We are not told exactly when the application to Judge Stanley was made, but presumably it was a timely one since no question is raised concerning time on this appeal. Indeed, we are at liberty to presume that all of the proceedings followed were in accordance with the statute since the defendant does not find fault with any of these occurrences. He does, however, contend that § 2517 (5) is unconstitutional on its face and that it violates the Fourth Amendment to the Constitution of the United States. It is noteworthy that § 2518 imposes extensive requirements and demands on one making an application for an order authorizing or approving the interception of a wire or oral communication. Section 2518 is comprehensive and at the same time detailed in its authorization to the issuing judge to regulate interception of wire or oral communication.

The evidence on behalf of the prosecution at the trial disclosed that on May 8, 1970, the Southgate State Bank was robbed and that the robbery was carried out by three Negro males. The evidence also established that these men drove""a 1961 Buick automobile to a parking lot, that of Black and Veatch Engineering Company which was located a few blocks from the bank. There, according to a *682 police officer following the Buick, this automobile was abandoned. The occupants proceeded east from the car through some shrubs to another parking lot.

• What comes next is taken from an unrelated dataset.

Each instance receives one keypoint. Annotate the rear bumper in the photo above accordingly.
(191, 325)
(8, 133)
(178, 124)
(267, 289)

An employee of Black and Veatch testified that he had seen a 1969 light tan or white Plymouth four-door sedan which had a large dent in the left front fender. This car was driven by a white individual and was parked in the lot of Black and Veatch. Another witness saw three Negro males running across the Black and Veatch parking lot to a parked car which appeared to be a 1969 white Plymouth. According to the witness, the three men stopped at the rear of this car and he overheard garbled conversations, including the words “Here,” or “In here.” This man retreated into his garage and his next observation was that the automobile was being driven out of the parking lot by a single male occupant.

An FBI agent observed that the defendant Cox owned a white 1969 Plymouth four-door sedan which had a noticeable dent between the left front headlight and wheel well of that car.

Several tape recordings of intercepted telephone conversations were introduced. One such conversation (Exhibit 31) between Michael Piggie and Maurice La-Near involved a discussion of plans for the proposed bank robbery. In this conversation LaNear inquired as to who would be driving and Piggie responded: “Ah, Eddie.” LaNear responded “Eddie who?” Piggie replied “You know, the fella, the white fella.” In another conversation LaNear informed Piggie that he did not “even trust that white dude and I don’t even know him.” (Exhibit 26). In a conversation which was recorded on the day of the robbery Michael Piggie asked Eugene Richardson, in whose name the tapped telephone was listed, to “call Eddie for me and tell 'that, tell him I said it was ready.” Richardson proceeded to call Eddie Cox. In this very crucial conversation, crucial because it definitely established that Eddie was Eddie Cox, the defendant herein, since the telephone number called was shown to have been his, appears the following:

“O.K. but, uh, Mike just called and told me to tell you he’s ready for you, give you call.”
EDDIE: “Who? Mike?”
GENE: “.Yeah.”
EDDIE: “O.K., then, I’ll stop by there tonight.”
GENE: “O.K.”

In a conversation recorded the evening of the day of the robbery, it developed that Eddie had furnished LaNear with Piggie’s telephone number and on the evening following the robbery there was a conversation between Piggie and Cox in which the robbery was discussed as if Cox knew all about it.

Thus, recordings were introduced, which although somewhat vague, served to identify Cox with the robbery both before and after it occurred.

The defendant seeks reversal on several grounds. Primarily, he challenges the use in evidence of certain intercepted telephone conversations. His basis is that 18 U.S.C. § 2517(5) is unconstitutional in that it allows use of intercepted telephone communications where the wire tapping has not been previously authorized by a judge.